A different type of neural network was used by Wu et al. [
51]. They explored spectrogram-based representations for speech emotion classification using the USC-IEMOCAP dataset. They experimented with features from both the speech and glottal volume velocity spectrograms. Their experiments investigated whether classification performance could be improved by filtering out unwanted factors of variation, such as speaker identity and verbal content (phonemes), from speech.
Zadeh et al. [
52] introduced a tensor fusion Network (TFN) that learns both intramodal and intermodal dynamics end to end. The intermodal dynamic was shaped using a fusion approach called Tensor Fusion, which explicitly accumulates unimodel, bimodal, and trimodal interactions.
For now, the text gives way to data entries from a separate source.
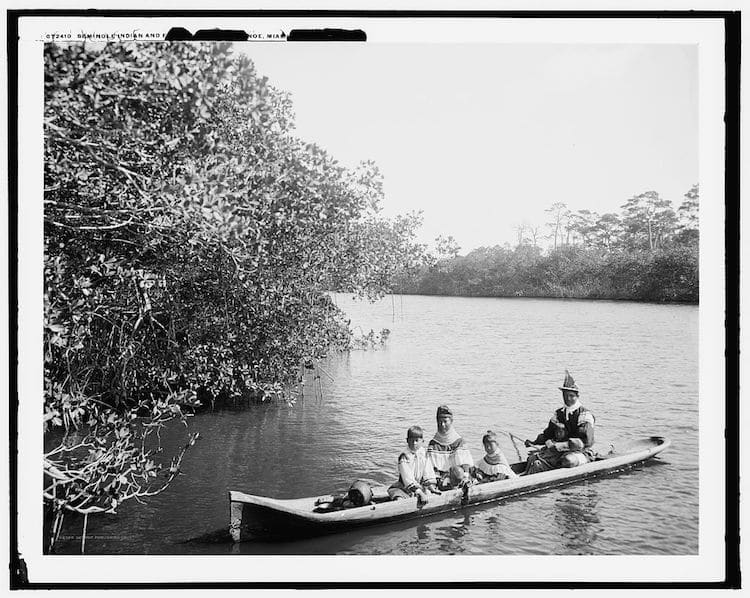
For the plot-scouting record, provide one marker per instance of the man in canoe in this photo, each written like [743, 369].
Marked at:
[447, 448]
[568, 438]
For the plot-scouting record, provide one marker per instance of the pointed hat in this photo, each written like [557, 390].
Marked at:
[569, 383]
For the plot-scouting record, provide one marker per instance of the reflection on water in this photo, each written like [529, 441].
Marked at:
[577, 519]
[497, 363]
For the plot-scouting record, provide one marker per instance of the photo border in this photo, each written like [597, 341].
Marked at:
[732, 29]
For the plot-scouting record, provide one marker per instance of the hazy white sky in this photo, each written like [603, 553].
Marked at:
[481, 137]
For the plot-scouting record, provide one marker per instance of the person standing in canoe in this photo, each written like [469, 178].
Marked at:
[568, 438]
[447, 448]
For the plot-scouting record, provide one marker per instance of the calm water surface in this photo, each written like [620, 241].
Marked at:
[497, 363]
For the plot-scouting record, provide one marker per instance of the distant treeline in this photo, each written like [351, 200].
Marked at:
[648, 253]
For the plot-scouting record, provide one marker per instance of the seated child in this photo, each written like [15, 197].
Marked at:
[493, 466]
[415, 474]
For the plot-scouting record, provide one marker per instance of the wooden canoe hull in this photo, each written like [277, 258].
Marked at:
[261, 517]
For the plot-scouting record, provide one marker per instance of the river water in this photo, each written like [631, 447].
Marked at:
[497, 363]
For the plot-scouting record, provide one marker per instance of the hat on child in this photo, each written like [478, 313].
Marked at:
[444, 410]
[490, 435]
[569, 383]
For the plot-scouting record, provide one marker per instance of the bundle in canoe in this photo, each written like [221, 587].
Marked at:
[260, 517]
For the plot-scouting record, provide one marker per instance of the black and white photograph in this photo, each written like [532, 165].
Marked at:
[441, 288]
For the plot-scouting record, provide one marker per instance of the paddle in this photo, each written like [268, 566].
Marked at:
[513, 439]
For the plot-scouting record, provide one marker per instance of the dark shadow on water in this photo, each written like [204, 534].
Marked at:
[575, 516]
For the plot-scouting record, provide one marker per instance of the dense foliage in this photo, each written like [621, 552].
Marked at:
[190, 239]
[648, 253]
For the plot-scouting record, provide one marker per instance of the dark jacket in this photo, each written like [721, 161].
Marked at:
[580, 424]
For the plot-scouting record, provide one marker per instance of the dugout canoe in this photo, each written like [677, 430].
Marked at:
[254, 517]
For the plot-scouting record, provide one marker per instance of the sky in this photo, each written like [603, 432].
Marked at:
[483, 137]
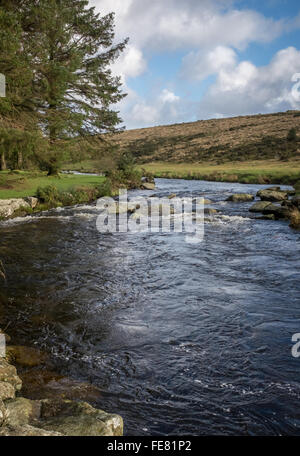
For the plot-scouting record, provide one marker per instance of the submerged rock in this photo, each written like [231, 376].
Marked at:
[25, 356]
[279, 212]
[148, 186]
[9, 206]
[272, 195]
[296, 201]
[295, 219]
[259, 206]
[240, 197]
[79, 419]
[7, 391]
[8, 374]
[42, 384]
[26, 431]
[210, 211]
[22, 411]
The intermodal dynamics were modeled through three sub-networks that embed models for languages, visual, and acoustic, respectively, and achieved 69.4% accuracy for binary classification.
Jain et al. [
53] used a SVM to classify speech as one of four emotions (sadness, anger, fear, and happiness). They classified these emotional states using a SVM classifier using two strategies: one against all (OAA) and gender-dependent classification. They achieved 85.085% accuracy when using MFCC data.
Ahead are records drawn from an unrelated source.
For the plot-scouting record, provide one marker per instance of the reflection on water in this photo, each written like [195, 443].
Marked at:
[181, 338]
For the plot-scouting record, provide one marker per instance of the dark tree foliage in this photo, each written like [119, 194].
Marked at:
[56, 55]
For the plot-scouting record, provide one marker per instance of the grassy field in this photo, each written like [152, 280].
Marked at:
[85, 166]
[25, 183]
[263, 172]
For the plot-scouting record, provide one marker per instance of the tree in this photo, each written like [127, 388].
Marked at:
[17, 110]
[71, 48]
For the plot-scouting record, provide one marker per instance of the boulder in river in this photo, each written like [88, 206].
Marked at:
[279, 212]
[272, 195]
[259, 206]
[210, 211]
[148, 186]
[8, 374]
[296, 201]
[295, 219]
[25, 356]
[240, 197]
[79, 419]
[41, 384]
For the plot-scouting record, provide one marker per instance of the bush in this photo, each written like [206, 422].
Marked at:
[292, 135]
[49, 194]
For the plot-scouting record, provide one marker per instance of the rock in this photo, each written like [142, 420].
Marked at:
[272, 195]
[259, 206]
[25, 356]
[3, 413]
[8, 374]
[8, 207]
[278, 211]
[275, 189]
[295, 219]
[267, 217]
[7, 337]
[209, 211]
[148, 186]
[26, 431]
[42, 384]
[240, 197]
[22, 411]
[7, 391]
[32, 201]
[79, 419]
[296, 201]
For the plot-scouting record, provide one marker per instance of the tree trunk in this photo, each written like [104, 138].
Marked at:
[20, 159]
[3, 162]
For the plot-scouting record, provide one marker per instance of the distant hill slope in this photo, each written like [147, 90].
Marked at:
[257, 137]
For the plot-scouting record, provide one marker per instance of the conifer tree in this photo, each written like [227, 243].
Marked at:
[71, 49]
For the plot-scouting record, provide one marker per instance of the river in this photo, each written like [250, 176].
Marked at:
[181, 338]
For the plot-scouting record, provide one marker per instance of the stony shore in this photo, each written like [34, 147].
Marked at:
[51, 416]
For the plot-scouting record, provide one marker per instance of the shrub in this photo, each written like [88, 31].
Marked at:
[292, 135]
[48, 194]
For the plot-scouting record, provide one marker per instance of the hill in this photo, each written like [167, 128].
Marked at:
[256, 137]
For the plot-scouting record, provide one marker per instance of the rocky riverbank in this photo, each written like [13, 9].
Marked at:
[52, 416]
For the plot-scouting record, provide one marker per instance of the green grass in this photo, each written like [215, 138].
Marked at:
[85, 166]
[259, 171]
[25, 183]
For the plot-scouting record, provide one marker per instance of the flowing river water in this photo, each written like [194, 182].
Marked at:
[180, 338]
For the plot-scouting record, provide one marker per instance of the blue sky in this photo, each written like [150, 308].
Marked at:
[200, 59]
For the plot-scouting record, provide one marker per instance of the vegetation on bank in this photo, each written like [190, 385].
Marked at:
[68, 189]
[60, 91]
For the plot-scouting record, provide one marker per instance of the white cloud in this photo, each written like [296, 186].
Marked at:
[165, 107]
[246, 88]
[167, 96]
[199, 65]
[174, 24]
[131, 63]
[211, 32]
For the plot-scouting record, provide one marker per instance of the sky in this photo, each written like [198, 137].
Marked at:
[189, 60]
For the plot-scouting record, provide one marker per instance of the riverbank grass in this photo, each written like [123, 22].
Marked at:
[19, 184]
Our final goal was online emotion recognition to mediate the environment for children with special needs. Research has been conducted on developing online speech emotion recognition (SER) systems. Bertero et al. [
54] built a conventional dialogue system based on modules that enable them to have “empathy” and answer the user while being aware of their emotions and intent. They used a CNN model to extract emotions from raw speech inputs, without feature engineering. This approach achieved accuracy of 65.7%.
Gandhi et al. [
10] survey recent developments in multimodal sentiment analysis, including several fusion technologies, popular multimodal datasets, deep learning models for multimodal sentiment analysis, interdisciplinary applications, and future research directions. Another application of multimodal input of text and audio is sarcasm detection [
55]. Castro et al. created a dataset that includes highly-annotated conversational and multimodal context features. The dataset also provides prior turns in the dialogue, which serve as contextual information.
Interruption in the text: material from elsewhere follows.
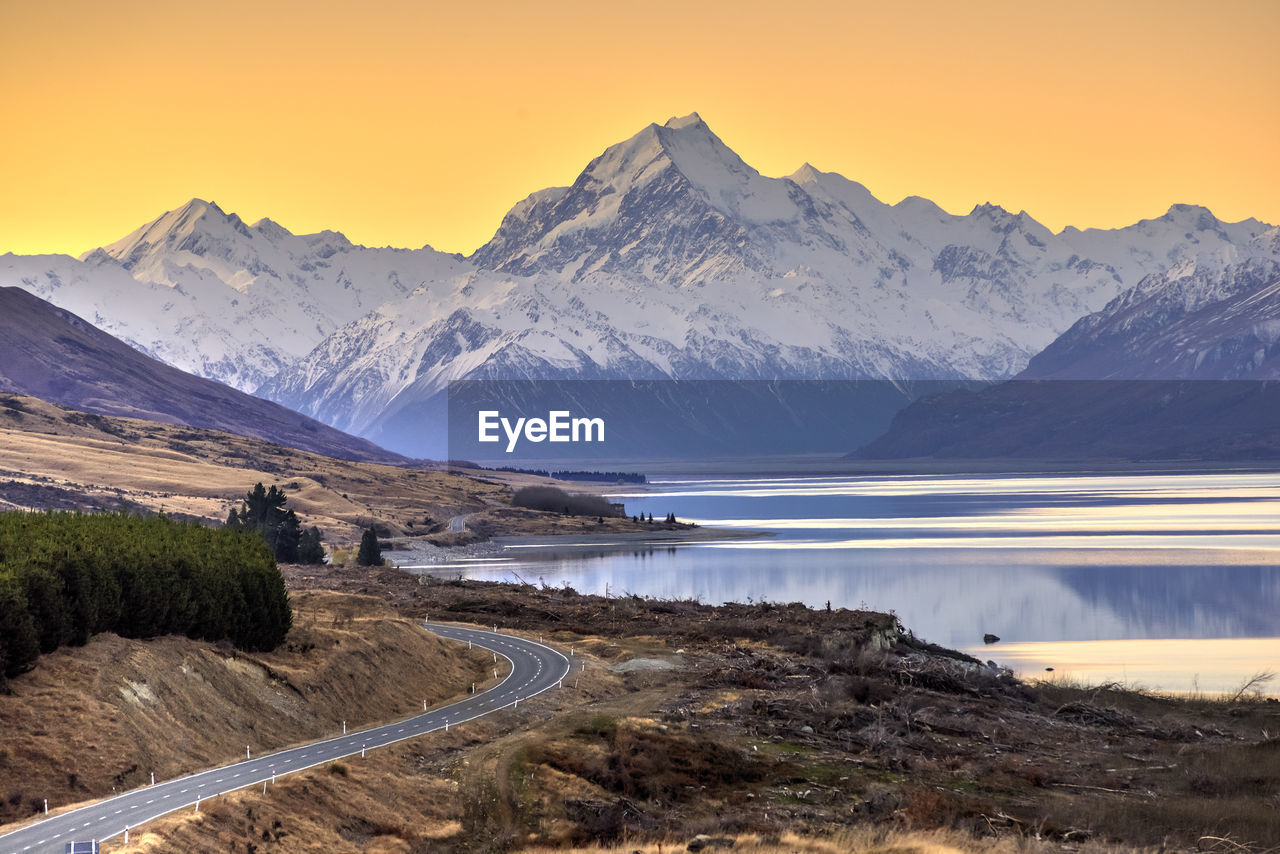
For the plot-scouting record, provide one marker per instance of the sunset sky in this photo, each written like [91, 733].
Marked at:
[402, 122]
Another interesting work on text- and voice-based categorization was performed by Zhu et al. [
56]; they suggested combining BERT text-embedded vectors with Wav2Vec audio-embedded vectors for dementia detection. They used the Wav2Vec model to generate automatic speech recognition (ASR) transcripts and vectors to fine-tune BERT, followed by inference layers consisting of a convolutional, global average pooling, and fully connected layers for the dementia detection task. Dementia detection was performed based on the BERT embedding vector, where pauses in the audio were recorded as punctuation marks. While speech slowing down and pauses in speech can be a sign for dementia, in our problem, there are almost no clear audio features. Although some audio features do exist, such as a specific type of intonation expressing anger, they do not have clear textual features that can be converted to BERT as performed by Zhu et al. Thus, for the classification task we utilized both Wav2Vec and Hebrew BERT embedded vectors to detect risky and insulting sentences. In particular, we used the Wav2Vec model for fine-tuning and extracting audio features from our data, combined the given embedded vector with the text Heb-BERT embedded vector [
5], and used a concatenate vector to train our DNN model. We achieved accuracy of up to 80%.